Fair lehnte sich zurück. »Darüber lässt sich vermutlich streiten.« Er drehte seinen Stuhl zu ihr herum, die Rollen klackten auf dem Hartholzboden. »Ich kann dir wohl kaum Vorwürfe machen. Gelegentlich bin ich selbst ein bisschen zu neugierig.«

Sie küsste ihn auf die Wange. »Da fühl ich mich gleich besser«, sagte sie und ging in die Küche zurück.

Er folgte dem köstlichen Duft ihrer Hühnerkasserolle nach einem Rezept ihrer Mutter.

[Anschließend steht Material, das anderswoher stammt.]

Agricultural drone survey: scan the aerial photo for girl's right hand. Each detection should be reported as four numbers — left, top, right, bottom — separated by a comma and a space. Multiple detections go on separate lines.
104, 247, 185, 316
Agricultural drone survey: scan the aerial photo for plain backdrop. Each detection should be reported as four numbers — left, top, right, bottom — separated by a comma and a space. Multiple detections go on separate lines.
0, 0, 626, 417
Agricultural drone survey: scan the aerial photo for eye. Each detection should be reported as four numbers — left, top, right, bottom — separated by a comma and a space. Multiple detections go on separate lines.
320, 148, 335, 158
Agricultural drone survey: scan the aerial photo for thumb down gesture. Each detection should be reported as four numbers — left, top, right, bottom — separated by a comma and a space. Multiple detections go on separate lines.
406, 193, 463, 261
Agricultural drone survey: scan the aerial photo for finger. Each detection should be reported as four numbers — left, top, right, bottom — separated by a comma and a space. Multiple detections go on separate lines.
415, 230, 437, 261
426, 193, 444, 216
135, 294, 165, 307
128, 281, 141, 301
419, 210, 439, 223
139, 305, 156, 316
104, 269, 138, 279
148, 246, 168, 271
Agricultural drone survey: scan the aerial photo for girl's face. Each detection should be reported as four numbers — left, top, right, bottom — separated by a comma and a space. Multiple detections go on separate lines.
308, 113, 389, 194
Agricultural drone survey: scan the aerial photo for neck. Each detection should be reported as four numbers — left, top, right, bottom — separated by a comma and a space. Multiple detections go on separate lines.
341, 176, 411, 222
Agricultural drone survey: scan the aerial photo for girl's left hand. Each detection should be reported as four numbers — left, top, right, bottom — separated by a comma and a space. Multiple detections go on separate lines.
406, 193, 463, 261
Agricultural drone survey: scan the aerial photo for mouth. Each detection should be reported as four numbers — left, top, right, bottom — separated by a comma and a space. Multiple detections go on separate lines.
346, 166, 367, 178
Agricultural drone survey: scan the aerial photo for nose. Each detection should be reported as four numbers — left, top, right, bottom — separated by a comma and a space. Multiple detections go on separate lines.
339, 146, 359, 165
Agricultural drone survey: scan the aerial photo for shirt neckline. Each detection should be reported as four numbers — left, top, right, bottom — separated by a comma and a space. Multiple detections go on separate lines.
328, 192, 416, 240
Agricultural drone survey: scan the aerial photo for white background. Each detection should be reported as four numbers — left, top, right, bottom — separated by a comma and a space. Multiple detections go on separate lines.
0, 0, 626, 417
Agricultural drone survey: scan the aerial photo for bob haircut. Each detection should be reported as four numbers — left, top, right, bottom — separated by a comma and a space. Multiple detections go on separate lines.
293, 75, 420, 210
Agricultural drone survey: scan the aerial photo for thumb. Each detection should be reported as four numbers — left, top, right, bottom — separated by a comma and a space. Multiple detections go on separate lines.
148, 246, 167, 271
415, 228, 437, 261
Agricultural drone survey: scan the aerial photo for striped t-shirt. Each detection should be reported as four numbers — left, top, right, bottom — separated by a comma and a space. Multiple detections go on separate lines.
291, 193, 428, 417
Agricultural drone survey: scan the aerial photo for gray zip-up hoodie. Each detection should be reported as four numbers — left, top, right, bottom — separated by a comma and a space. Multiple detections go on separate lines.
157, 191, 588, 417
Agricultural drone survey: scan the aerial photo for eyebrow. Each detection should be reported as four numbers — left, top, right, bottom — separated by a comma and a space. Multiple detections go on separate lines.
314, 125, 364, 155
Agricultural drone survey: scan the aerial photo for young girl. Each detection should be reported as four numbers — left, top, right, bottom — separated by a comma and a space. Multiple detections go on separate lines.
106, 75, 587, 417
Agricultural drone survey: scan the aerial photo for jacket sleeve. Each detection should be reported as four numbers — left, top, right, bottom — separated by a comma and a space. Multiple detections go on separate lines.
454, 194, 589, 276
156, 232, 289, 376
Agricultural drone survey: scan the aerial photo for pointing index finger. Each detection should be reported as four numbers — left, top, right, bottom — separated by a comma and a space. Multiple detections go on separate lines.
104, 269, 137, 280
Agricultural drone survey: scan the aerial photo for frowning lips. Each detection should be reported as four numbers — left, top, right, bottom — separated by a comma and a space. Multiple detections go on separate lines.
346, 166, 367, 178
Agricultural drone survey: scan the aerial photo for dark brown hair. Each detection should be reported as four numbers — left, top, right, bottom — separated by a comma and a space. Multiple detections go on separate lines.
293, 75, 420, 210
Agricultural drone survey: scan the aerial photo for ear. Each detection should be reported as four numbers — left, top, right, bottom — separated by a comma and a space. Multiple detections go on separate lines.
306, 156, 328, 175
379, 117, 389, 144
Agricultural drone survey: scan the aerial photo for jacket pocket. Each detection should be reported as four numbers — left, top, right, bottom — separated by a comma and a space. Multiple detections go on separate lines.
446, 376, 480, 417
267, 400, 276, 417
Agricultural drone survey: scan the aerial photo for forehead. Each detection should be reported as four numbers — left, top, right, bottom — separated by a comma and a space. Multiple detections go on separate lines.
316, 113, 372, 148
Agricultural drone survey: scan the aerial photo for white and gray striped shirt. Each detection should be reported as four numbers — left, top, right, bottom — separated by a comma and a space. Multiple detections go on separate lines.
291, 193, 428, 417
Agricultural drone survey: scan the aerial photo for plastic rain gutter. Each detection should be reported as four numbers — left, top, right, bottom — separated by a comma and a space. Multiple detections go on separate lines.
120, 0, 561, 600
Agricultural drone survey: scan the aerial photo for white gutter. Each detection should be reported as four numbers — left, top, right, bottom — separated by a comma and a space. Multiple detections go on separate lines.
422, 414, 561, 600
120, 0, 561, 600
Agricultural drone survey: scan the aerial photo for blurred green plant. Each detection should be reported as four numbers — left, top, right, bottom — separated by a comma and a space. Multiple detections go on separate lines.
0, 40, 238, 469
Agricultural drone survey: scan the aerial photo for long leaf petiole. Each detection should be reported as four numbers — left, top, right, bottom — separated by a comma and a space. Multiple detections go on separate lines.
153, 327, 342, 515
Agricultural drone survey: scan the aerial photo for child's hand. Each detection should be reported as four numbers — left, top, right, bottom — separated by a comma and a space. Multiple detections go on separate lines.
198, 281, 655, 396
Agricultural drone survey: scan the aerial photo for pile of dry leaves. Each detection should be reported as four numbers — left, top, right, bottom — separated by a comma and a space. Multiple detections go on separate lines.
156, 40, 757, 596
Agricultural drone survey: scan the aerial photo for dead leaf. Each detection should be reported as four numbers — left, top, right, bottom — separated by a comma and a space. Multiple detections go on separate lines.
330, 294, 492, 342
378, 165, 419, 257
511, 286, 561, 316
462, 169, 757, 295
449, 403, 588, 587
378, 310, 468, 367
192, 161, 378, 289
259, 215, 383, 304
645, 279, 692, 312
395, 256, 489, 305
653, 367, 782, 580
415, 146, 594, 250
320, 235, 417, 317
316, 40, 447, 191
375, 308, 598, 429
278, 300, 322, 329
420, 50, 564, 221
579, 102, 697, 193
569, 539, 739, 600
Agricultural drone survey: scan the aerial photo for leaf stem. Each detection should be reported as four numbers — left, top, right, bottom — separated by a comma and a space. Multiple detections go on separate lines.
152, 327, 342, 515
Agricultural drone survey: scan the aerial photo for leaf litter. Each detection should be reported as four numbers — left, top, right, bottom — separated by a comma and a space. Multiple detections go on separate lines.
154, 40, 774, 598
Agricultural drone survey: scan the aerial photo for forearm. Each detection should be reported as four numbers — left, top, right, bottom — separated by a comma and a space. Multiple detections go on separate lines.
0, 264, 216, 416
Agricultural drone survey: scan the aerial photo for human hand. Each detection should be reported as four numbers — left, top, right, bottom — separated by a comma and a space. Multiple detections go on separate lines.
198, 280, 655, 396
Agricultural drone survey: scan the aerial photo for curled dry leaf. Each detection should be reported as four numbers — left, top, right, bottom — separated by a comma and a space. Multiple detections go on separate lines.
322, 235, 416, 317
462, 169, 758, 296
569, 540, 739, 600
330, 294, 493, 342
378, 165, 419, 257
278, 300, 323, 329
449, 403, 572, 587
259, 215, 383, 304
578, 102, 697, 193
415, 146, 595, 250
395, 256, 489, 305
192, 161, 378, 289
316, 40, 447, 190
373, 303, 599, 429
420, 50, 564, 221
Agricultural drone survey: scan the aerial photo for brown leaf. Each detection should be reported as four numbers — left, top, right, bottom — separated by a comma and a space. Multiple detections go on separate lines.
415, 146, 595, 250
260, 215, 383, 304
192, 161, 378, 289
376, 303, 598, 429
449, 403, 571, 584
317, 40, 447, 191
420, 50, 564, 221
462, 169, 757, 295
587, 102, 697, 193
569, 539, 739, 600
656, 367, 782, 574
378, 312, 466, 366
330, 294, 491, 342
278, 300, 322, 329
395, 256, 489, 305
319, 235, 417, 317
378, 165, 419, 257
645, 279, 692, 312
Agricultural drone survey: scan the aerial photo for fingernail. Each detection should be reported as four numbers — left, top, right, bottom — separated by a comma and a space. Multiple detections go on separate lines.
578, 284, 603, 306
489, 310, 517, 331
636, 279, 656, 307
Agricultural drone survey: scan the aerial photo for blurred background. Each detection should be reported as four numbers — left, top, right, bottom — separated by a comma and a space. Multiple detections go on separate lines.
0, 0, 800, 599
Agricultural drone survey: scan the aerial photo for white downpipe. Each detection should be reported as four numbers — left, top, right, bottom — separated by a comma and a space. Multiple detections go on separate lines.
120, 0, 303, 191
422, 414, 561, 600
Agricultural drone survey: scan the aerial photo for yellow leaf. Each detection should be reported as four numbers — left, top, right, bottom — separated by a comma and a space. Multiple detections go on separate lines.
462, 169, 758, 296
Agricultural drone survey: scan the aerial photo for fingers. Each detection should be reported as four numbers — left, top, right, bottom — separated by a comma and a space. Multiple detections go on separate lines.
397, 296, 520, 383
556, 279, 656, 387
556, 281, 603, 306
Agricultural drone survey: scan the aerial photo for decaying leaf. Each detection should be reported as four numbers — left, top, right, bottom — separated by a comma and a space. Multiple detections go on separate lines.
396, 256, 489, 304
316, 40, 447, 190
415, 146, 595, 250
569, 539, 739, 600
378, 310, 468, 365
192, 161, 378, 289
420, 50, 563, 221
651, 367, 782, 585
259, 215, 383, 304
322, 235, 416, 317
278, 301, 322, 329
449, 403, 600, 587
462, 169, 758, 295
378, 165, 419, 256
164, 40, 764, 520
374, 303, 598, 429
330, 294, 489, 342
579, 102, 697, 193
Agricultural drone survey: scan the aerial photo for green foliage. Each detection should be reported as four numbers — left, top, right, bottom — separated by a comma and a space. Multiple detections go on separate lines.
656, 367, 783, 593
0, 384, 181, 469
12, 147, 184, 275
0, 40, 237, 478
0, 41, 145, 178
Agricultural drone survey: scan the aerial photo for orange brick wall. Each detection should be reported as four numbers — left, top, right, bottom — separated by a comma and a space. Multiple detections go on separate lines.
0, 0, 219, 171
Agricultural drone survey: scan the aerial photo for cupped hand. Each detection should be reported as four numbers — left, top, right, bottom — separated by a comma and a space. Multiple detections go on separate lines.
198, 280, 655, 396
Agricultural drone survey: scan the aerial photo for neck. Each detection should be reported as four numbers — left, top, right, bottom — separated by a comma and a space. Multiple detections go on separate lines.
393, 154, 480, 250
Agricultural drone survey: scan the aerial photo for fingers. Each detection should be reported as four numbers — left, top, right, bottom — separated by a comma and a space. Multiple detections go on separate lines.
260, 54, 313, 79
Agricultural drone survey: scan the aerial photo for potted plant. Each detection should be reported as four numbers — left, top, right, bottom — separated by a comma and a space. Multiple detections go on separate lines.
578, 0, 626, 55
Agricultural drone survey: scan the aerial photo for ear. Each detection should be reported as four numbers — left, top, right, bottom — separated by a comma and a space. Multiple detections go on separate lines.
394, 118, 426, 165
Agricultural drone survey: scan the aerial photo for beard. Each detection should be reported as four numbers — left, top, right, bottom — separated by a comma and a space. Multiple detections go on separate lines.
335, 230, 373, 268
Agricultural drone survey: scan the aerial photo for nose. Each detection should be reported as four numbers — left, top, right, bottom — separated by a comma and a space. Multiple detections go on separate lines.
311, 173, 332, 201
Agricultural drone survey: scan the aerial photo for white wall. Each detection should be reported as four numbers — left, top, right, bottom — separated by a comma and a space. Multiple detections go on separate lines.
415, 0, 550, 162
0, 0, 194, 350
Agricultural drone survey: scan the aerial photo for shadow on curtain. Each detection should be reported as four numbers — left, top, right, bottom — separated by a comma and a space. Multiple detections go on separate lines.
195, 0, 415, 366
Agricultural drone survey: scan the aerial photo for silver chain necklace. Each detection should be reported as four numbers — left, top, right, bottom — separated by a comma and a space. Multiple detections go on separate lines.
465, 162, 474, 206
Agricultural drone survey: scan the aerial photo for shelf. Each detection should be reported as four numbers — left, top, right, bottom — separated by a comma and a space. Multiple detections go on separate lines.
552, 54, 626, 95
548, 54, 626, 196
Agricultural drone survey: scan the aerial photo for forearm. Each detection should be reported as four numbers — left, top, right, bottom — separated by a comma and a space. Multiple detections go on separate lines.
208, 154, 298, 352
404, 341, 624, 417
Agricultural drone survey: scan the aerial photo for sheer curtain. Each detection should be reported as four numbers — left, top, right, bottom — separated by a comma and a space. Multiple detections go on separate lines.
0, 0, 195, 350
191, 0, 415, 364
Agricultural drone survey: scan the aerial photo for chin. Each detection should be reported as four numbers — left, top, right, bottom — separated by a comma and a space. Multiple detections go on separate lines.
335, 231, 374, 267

»Der Geruch weckt so viele Erinnerungen«, sagte Harry. »Und hey, bis Halloween sind es, was, zweieinhalb Wochen? Noch mehr Erinnerungen.«

»Köpfe in Kürbissen«, plapperte Pewter.

Tucker hatte zugehört, jetzt legte sie den Kopf wieder auf die Pfoten. »Ich hatte gedacht, sie würden übers Essen reden. Es stünde ihnen viel besser an, sich auf die Dinge zu konzentrieren, auf die es ankommt, statt auf beliebige Leichen.«

Die Tigerkatze pflichtete ihr wortlos bei, indem sie ihr Bett verließ und sich zu der Corgidame kuschelte.

Beide Tiere beschlich eine dunkle Vorahnung.

4

Am Tag nach der grausigen Entdeckung sank die Temperatur um sieben Grad, und Regen setzte ein. Wie alle Farmer hatte Harry einen Regenplan. Es gab Verrichtungen, die unabhängig vom Wetter erledigt wurden, und es gab solche, für die man auf Regentage wartete.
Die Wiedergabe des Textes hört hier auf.